Question

A standing man observes rain falling with the velocity of 20m/s at an angle of 30\[{}^\circ \]with the vertical.
a. Find the velocity with which the man should move so that rain appears to fall vertically to him.
b. Now if he further increases his speed, rain again appears to fall at 30\[{}^\circ \] with the vertical. Find his new velocity.

Answer 1

Hint: This is a problem of resolution of vectors where we have to use trigonometric functions to resolve a given vector. Also, we have to find the resultant vector so we add given vectors since they are perpendicular to each other.

Complete step by step answer:
Initially, the man was at rest and after some time it had to move for him to see rain falling vertically. Let him start moving towards the left.
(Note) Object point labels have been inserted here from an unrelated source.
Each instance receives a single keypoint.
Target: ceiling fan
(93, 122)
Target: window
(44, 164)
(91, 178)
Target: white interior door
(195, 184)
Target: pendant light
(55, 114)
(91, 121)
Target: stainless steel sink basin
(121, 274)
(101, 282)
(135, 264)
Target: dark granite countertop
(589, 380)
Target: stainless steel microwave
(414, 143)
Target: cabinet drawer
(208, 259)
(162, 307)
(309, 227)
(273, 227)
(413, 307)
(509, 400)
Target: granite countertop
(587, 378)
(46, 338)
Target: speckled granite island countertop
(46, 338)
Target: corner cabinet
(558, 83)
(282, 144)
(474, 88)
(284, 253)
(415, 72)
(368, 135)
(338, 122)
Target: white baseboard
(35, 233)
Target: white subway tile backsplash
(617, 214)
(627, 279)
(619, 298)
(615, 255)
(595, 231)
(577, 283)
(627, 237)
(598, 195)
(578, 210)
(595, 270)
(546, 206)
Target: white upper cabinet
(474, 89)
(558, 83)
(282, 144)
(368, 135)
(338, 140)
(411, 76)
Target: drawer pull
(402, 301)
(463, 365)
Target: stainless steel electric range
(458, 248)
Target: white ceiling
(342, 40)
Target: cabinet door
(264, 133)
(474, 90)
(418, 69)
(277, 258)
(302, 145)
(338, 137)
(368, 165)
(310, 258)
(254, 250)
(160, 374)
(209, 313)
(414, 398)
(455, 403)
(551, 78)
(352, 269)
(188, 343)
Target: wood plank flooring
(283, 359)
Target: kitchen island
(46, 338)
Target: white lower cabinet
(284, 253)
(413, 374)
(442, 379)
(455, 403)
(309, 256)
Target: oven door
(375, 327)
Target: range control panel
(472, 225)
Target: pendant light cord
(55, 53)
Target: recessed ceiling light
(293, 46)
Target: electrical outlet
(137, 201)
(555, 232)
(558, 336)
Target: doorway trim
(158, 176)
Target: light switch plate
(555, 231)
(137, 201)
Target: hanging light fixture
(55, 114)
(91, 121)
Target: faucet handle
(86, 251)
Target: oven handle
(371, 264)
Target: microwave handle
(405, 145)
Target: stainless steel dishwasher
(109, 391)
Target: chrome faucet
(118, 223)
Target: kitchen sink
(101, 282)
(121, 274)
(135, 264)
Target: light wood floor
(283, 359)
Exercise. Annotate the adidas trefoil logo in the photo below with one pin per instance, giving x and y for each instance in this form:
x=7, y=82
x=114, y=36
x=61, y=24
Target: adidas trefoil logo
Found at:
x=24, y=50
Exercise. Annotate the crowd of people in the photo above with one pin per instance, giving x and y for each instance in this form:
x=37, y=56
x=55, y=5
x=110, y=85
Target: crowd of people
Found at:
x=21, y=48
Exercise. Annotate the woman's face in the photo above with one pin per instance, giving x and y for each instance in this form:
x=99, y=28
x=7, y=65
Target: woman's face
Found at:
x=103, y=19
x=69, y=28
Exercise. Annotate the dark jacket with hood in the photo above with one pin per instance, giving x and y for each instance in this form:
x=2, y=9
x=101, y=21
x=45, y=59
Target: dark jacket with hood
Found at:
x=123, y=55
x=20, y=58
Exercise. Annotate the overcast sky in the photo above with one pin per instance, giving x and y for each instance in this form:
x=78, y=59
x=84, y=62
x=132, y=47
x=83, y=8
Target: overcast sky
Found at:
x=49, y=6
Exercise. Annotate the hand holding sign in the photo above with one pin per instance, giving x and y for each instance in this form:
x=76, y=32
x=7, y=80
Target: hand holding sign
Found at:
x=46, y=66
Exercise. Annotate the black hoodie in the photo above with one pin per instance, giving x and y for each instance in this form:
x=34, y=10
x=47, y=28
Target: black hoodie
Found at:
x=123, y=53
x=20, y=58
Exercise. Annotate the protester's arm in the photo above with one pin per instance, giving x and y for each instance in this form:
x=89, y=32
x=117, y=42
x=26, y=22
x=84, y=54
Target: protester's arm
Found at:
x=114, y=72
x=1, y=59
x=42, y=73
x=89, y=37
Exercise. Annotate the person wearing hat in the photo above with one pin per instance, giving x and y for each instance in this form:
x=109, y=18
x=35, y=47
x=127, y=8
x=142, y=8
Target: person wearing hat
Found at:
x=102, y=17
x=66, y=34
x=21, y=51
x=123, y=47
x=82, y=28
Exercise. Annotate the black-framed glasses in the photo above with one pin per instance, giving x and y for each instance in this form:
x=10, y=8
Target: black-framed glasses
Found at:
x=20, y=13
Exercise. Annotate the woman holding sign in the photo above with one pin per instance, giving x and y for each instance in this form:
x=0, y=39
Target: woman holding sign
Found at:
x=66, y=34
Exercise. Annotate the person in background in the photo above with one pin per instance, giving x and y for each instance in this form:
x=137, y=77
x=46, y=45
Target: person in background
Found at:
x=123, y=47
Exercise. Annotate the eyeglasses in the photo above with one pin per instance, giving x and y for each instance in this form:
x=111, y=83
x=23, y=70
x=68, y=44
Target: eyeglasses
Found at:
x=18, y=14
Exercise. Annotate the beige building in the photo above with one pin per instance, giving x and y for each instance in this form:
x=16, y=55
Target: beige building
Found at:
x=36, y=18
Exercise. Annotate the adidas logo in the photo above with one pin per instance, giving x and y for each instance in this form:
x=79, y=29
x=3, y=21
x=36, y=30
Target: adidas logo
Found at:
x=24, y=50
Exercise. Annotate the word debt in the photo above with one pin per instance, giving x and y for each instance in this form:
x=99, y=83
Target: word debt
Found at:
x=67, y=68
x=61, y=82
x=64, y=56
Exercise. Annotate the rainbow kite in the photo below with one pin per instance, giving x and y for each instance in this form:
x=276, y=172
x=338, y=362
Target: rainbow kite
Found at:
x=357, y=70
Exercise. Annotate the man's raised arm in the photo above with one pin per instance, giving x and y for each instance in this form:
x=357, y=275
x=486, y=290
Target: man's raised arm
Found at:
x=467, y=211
\[{{v}_{m}}=-v\overset{\scriptscriptstyle\frown}{i}\]
Resolving the rain vector,
The velocity of rain w.r.t to man, \[={{v}_{rm}}=\overrightarrow{{{v}_{r}}}-\overrightarrow{{{v}_{m}}}\]
\[={{v}_{rm}}=\overrightarrow{{{v}_{r}}}-\overrightarrow{{{v}_{m}}}\]
=\[(-10\overset{\scriptscriptstyle\frown}{i}-10\sqrt{3}\overset{\scriptscriptstyle\frown}{j})-(-{{v}_{i}})\]
\[{{v}_{rm}}=-(10-v)\overset{\scriptscriptstyle\frown}{i}-10\sqrt{3}\overset{\scriptscriptstyle\frown}{j}\]
For vertical fall, the horizontal component must be zero.
−(10−v) =0
v=10 m/s
So, the velocity with which the man should move so that rain appears to fall vertically to him is 10m/s
Now for part (B)
\[{{v}_{r}}=(-10\overset{\scriptscriptstyle\frown}{i}-10\sqrt{3}\overset{\scriptscriptstyle\frown}{j})\] m/s
Let the velocity of man in this case\[\overrightarrow{{{v}_{m}}}=-\overrightarrow{{{v}_{{}}}}\overset{\scriptscriptstyle\frown}{i}\]
The velocity of rain with respect to man
\[\overrightarrow{{{v}_{rm}}}=\overrightarrow{{{v}_{r}}}-\overrightarrow{{{v}_{m}}}\]
\[\overrightarrow{{{v}_{rm}}}=\overrightarrow{{{v}_{r}}}-\overrightarrow{{{v}_{m}}}=(-10\overset{\scriptscriptstyle\frown}{i}-10\sqrt{3}\overset{\scriptscriptstyle\frown}{j})-(-v\overset{\scriptscriptstyle\frown}{i})\]m/s
\[=(-10-v)\overset{\scriptscriptstyle\frown}{i}-10\sqrt{3}\overset{\scriptscriptstyle\frown}{j}\]
Angle with the vertical = \[30{}^\circ \]
\[\begin{align}
  & \tan 30{}^\circ =\dfrac{10-{{v}_{x}}}{-10\sqrt{3}} \\
 & {{v}_{x}}=20m/s \\
\end{align}\]
Now if he further increases his speed, rain again appears to fall at 30\[{}^\circ \]with the vertical. His new velocity is 20m/s

Note:
Special care should be taken while resolving the vectors and the sign of directions are to be included respectively as positive or negative. While taking trigonometric ratios see for angle and how it is made whether with horizontal or vertical.